Against a backdrop of pulsating analogue synths, “Back To The Bloodshed” tells the story of a man drafted into a war to fight someone else’s enemies. Upon his return, he discovers that his wife, family, and all that he was fighting to return to has deserted him. Betrayed by his former lover and left isolated and paranoid, he returns to the war he never wanted, searching for solace amongst the foreign wasteland.

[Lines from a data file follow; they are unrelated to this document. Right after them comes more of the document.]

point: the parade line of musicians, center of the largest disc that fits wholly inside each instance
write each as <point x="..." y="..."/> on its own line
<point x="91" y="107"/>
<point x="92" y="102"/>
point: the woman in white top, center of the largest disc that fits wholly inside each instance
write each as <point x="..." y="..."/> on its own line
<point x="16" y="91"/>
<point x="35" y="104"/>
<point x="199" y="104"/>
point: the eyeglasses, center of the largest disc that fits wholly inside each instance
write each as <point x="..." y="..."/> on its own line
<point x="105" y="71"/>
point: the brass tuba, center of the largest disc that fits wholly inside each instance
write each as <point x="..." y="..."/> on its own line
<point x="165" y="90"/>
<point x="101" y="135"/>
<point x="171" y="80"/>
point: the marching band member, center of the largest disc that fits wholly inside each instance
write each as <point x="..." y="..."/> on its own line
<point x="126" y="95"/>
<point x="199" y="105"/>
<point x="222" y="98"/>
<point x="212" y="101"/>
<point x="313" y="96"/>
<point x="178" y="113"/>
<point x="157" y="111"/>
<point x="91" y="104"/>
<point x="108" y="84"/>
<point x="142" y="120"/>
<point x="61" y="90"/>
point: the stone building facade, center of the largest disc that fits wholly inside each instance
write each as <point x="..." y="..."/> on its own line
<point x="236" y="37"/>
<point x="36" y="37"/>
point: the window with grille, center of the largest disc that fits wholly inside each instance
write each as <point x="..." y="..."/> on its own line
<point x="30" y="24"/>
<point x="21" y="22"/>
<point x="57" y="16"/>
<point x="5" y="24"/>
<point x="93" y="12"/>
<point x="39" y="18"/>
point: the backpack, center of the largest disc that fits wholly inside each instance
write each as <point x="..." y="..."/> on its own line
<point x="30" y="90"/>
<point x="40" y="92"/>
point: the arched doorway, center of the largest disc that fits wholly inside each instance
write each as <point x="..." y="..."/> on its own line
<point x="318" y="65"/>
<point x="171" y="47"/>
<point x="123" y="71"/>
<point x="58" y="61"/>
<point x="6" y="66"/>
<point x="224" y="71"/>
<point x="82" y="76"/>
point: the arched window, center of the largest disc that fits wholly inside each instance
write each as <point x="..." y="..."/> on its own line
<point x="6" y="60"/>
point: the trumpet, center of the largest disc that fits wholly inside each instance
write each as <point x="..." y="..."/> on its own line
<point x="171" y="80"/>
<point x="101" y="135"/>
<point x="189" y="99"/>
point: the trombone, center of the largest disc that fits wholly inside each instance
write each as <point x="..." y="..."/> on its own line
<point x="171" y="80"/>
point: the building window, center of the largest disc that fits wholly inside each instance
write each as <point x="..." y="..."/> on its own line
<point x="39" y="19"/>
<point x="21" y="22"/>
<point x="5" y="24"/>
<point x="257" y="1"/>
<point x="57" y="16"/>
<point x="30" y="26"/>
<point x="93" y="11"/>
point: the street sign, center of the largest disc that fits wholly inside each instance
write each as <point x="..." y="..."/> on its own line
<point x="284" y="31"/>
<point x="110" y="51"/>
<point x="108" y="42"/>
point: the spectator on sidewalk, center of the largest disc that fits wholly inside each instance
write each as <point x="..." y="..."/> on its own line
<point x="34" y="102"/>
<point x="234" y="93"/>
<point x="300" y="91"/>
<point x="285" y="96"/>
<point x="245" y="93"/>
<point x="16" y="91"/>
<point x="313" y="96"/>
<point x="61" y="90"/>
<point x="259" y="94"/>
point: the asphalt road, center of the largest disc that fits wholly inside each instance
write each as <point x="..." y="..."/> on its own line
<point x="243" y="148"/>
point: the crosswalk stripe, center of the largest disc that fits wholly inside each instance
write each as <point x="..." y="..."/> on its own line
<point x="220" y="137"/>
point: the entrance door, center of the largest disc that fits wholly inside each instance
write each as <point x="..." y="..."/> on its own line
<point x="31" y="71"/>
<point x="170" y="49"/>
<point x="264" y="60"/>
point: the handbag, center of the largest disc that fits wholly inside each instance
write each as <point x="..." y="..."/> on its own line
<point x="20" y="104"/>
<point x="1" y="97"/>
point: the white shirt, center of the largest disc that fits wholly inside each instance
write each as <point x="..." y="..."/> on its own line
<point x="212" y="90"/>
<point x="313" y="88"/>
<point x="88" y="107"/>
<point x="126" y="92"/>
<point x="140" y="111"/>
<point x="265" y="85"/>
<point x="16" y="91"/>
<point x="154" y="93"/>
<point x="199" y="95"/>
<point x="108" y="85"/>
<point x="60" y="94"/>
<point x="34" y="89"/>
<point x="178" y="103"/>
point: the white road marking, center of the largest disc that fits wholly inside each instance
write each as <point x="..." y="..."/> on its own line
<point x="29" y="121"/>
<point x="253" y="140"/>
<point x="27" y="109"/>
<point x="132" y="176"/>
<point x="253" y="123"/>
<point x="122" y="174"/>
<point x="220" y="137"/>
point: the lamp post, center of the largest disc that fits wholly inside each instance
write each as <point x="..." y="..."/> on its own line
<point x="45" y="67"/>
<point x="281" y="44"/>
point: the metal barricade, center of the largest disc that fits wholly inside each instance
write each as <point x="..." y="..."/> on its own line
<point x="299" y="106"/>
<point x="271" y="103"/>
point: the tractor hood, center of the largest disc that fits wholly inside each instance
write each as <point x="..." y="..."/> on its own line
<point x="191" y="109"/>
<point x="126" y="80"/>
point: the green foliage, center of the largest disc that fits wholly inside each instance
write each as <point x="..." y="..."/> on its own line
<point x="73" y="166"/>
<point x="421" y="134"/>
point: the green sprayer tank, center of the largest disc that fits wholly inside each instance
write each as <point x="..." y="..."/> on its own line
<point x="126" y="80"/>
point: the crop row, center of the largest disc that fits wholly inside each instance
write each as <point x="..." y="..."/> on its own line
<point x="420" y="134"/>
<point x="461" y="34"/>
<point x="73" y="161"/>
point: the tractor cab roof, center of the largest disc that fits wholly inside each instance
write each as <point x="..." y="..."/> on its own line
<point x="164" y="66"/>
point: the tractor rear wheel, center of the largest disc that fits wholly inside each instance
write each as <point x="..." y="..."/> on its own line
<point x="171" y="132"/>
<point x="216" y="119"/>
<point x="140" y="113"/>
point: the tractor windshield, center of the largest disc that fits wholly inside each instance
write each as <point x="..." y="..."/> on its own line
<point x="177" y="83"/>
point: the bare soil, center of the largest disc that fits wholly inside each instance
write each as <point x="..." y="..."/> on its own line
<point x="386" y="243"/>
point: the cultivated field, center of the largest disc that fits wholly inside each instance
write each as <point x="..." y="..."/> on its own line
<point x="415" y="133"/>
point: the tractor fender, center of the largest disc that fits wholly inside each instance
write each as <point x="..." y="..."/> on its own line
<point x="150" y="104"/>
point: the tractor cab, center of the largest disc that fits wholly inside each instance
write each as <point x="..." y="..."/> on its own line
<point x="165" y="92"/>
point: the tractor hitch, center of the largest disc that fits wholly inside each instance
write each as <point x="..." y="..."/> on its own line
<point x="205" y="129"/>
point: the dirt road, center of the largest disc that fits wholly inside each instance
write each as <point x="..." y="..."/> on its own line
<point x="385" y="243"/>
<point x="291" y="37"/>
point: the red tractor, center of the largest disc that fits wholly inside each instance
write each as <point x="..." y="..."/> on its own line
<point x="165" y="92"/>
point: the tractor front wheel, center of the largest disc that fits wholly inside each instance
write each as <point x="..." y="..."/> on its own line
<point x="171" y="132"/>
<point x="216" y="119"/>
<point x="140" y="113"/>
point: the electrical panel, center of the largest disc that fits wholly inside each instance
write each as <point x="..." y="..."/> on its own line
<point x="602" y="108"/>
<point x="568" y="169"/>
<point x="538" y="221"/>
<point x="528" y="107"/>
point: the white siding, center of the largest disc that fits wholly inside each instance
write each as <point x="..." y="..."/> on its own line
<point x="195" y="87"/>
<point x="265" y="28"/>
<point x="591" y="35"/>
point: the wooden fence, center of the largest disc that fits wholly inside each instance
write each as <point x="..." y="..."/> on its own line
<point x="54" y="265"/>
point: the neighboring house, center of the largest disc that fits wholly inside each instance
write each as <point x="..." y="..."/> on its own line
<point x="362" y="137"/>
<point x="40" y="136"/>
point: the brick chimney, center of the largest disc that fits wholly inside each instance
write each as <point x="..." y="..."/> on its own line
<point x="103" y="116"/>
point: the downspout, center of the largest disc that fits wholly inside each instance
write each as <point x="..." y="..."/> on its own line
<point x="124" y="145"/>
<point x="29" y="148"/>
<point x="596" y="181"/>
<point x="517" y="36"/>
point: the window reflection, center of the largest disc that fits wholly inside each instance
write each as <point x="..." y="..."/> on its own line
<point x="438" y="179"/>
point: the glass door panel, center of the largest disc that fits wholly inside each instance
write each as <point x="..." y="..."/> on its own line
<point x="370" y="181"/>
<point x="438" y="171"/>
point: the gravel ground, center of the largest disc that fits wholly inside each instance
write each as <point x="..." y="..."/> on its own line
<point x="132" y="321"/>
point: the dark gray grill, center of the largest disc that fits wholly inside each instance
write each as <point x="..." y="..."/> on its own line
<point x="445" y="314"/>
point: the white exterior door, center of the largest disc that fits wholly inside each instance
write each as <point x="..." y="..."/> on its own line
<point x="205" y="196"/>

The vocal work on the album is an impressive feat; the first full length song on the album, “Hostage” has a dark yet edgy ‘Panic! At The Disco‘ vibe to it. Yet the latter tracks seem to reference a number of different vocal eras with “Nah” having a sorta Coldplay-ish vocal and “Back To The Bloodshed” sounds a bit Daft Punk meets Michael Jackson. The common thread between these vast gaps though is the brooding production, encapsulating the lyrics in a shroud of darkness.
It’s not clear if Bechara are deliberately rejecting trends, or just accidentally. In stark contrast to the current climate of feel good melodies and uplifting vocals dominating electronic music, Bechara’s debut album, “Stockholm Syndrome“, sits somewhere between aggressive and reflective.
Likened to the Black Tiger Sex Machine by a few careful listeners, Bechara continues to court controversy. In a time of social media exposure, Bechara continues to build his profile shrouded in curiosity.